Author Topic: Cloudflare bug  (Read 118 times)

Offline Duki3003

  • Admin
  • Member
  • Posts: 4843
Cloudflare bug
« on: Yesterday at 10:02:44 pm »
A bug was recently discovered with Cloudflare, which BakaBT and many other websites use for DoS protection and other services. Due to the nature of the bug, we recommend as a precaution that you change your BakaBT password.

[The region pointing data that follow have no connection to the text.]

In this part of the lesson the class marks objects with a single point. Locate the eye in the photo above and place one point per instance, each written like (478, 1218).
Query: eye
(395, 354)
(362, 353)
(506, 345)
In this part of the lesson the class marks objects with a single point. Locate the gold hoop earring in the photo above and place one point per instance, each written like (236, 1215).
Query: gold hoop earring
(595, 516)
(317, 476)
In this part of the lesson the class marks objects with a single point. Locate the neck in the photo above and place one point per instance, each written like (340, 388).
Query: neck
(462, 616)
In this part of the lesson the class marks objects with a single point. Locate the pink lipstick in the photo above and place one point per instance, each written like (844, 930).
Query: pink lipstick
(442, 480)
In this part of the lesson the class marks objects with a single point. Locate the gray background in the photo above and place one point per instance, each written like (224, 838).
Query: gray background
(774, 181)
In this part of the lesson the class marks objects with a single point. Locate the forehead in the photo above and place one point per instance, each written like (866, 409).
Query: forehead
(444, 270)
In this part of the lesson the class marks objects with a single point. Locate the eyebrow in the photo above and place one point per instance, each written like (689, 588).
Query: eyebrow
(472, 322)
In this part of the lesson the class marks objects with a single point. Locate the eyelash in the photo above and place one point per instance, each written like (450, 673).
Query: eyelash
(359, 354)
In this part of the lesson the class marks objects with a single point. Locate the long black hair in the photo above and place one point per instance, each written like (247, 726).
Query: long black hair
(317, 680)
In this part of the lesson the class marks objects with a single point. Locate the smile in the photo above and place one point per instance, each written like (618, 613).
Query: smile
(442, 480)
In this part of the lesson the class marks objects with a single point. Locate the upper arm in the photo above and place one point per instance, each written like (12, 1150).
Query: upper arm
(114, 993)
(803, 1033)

You should similarly change your security credentials for other websites that use Cloudflare (see link below for a list of possibly affected sites). If you are using the same password for multiple sites, you should change this immediately so that you have a unique password for each site. And you should enable two-factor authentication for every site that supports it.
The Cloudflare bug has now been fixed, but it caused sensitive data like passwords to be leaked during a very small percentage of HTTP requests. The peak period of leakage is thought to have occurred between 13th Feb and 18th Feb when about 0.00003% of HTTP requests were affected. Although the rate of leakage was low, the information that might have been leaked could be very sensitive, so it’s important that you take appropriate precautions to protect yourself.

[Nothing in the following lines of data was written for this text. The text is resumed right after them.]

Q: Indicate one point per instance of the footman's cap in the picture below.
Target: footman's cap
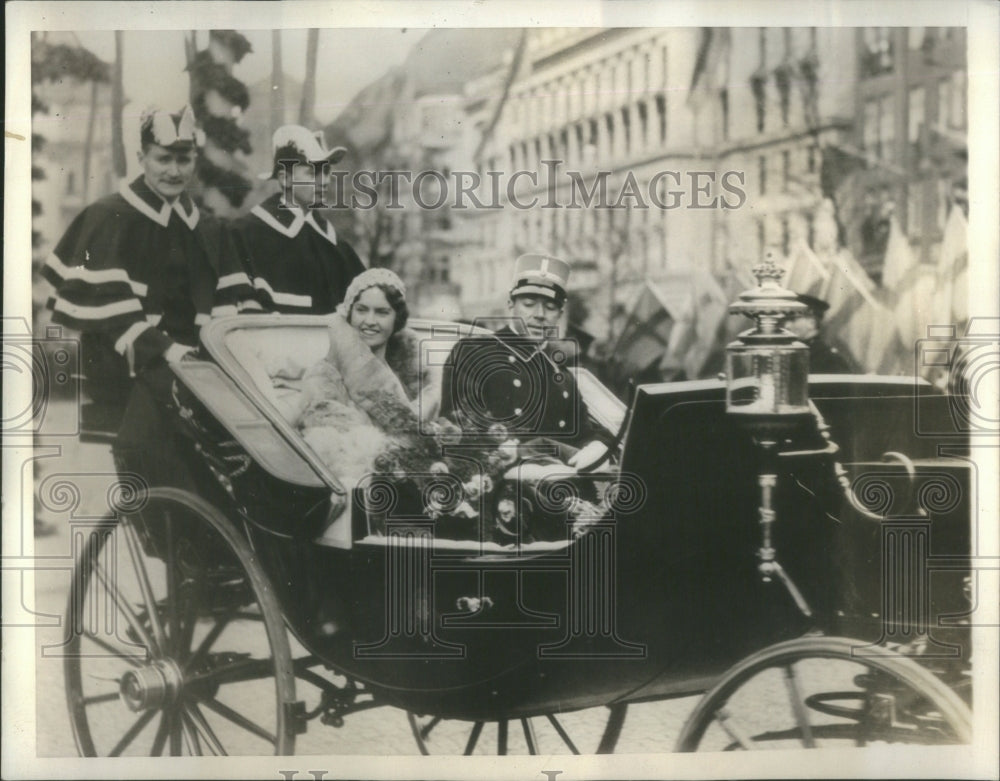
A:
(173, 131)
(540, 275)
(295, 144)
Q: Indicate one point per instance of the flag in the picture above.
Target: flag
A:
(806, 273)
(951, 302)
(854, 308)
(648, 327)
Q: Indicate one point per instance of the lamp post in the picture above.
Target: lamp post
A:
(767, 392)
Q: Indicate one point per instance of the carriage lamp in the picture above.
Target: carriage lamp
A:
(767, 393)
(767, 369)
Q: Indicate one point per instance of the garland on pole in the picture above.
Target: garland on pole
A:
(219, 100)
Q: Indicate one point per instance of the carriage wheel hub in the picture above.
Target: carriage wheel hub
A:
(152, 686)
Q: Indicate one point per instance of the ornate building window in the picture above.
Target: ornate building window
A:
(877, 56)
(661, 117)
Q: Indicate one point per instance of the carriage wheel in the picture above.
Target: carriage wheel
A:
(825, 691)
(435, 735)
(176, 642)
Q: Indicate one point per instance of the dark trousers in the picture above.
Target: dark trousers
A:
(148, 442)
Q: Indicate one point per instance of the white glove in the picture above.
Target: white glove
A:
(589, 454)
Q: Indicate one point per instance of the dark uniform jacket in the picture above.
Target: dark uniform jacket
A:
(138, 277)
(294, 258)
(511, 379)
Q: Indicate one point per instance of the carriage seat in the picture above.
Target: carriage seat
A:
(277, 359)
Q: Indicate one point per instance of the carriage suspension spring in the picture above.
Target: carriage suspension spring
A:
(335, 702)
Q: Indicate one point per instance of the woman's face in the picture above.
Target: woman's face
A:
(373, 317)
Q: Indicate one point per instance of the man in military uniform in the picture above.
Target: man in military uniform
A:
(138, 273)
(823, 357)
(520, 376)
(292, 253)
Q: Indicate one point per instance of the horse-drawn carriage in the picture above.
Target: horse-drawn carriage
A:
(707, 573)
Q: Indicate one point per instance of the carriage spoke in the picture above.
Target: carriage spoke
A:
(99, 698)
(613, 729)
(161, 736)
(190, 618)
(529, 736)
(132, 732)
(175, 734)
(190, 735)
(111, 648)
(562, 733)
(126, 610)
(207, 641)
(426, 731)
(243, 670)
(144, 587)
(239, 720)
(202, 723)
(477, 730)
(726, 722)
(798, 707)
(173, 613)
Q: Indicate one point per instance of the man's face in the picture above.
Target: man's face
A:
(167, 171)
(304, 183)
(540, 314)
(804, 327)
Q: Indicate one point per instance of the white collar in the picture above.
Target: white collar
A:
(161, 217)
(299, 218)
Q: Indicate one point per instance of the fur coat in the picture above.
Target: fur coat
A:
(357, 406)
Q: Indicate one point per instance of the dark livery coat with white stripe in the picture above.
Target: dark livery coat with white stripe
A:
(138, 276)
(296, 261)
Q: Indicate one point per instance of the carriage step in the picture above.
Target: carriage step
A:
(295, 716)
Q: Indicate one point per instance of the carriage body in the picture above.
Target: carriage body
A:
(642, 605)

Here are some links for further reading on the Cloudflare bug:
TechCrunch article: https://techcrunch.com/2017/02/23/major-cloudflare-bug-leaked-sensitive-data-from-customers-websites/
List of sites possibly affected by the bug: https://github.com/pirate/sites-using-cloudflare/blob/master/README.md

-BakaBT staff
« Last Edit: Yesterday at 10:06:07 pm by Duki3003 »

Offline jiop

  • Member
  • Posts: 317
  • Just a BOT...
    • Anime Portal
Re: Cloudflare bug
« Reply #1 on: Yesterday at 11:27:33 pm »
https://arstechnica.com/security/2017/02/serious-cloudflare-bug-exposed-a-potpourri-of-secret-customer-data/

Quote
"The bug was serious because the leaked memory could contain private information and because it had been cached by search engines"

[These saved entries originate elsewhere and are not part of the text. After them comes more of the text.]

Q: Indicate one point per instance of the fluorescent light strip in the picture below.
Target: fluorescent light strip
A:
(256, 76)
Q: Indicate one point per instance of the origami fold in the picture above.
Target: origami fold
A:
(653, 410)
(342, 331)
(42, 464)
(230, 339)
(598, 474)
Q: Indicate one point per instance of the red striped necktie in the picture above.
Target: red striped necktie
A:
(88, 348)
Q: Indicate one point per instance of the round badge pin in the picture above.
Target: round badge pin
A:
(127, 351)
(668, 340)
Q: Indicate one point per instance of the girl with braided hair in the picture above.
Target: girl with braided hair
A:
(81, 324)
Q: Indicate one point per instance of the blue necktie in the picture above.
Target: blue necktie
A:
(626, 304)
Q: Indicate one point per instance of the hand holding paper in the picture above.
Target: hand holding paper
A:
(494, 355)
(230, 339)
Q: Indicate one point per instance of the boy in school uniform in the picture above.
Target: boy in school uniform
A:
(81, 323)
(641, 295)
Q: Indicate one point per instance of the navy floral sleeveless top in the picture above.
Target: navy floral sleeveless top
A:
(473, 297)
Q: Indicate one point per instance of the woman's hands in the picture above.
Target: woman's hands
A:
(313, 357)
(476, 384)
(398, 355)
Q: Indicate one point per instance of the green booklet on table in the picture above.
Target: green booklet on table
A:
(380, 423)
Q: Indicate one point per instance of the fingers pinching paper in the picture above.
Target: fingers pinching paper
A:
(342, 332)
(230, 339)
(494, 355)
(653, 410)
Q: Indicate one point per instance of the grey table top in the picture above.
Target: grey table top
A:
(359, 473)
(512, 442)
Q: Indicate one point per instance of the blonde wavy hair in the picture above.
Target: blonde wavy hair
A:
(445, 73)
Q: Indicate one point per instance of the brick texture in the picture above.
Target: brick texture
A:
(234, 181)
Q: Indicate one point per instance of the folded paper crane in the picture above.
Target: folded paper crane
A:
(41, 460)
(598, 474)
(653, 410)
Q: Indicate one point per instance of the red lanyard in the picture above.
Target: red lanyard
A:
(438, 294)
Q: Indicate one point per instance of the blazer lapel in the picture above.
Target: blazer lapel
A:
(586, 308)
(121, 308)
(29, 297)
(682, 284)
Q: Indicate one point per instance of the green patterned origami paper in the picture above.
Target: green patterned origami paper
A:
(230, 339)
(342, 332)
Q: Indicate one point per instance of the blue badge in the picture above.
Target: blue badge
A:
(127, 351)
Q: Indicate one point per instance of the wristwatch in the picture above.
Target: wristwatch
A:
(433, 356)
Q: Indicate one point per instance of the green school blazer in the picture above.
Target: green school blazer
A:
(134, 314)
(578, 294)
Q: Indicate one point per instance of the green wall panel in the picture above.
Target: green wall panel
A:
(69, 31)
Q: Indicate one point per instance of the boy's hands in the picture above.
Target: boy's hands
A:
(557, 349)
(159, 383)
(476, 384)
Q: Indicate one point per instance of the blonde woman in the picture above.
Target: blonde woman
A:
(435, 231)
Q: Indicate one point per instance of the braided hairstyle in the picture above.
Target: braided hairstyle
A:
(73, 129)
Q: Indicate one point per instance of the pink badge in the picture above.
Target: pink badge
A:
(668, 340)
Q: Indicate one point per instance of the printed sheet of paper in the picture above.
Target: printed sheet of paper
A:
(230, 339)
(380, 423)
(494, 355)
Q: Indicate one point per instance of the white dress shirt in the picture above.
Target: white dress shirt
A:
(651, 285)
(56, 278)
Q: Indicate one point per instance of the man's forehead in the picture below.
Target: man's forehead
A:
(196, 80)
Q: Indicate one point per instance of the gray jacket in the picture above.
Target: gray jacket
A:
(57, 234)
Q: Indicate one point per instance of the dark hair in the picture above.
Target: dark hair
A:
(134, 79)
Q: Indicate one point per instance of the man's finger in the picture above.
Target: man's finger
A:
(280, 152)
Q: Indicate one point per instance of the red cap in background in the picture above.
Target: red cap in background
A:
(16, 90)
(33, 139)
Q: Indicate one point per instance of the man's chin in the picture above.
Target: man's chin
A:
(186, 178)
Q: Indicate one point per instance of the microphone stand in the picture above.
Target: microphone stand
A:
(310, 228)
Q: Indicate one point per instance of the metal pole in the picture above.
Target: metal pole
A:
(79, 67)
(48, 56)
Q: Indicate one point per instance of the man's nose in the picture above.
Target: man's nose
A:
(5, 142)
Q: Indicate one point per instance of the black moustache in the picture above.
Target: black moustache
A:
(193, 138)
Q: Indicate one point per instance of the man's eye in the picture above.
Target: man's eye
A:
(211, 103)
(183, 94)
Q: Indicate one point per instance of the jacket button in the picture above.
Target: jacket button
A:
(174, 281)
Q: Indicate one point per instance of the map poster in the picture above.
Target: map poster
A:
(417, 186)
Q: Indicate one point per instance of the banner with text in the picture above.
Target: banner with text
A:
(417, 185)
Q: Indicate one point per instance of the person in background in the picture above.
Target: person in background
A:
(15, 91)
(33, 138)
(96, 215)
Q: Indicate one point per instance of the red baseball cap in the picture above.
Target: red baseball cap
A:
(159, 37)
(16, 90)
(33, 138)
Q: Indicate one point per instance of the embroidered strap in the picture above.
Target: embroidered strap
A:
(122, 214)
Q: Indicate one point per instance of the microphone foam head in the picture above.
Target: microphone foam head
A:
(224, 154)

Cloudflare researchers have identified 770 unique URIs that contained leaked memory and were cached by Google, Bing, Yahoo, or other search engines. The 770 unique URIs covered 161 unique domains. Graham-Cummings said Thursday's disclosure came only after the leaked data was fully purged with the help of the search engines.
Google cache, however, appeared to show data remained exposed by the bug.
« Last Edit: Yesterday at 11:33:05 pm by jiop »

Offline likcoras

  • Member
  • Posts: 1
Re: Cloudflare bug
« Reply #2 on: Today at 02:02:29 am »
What about passkeys, for torrents? Is it recommended to change those as well?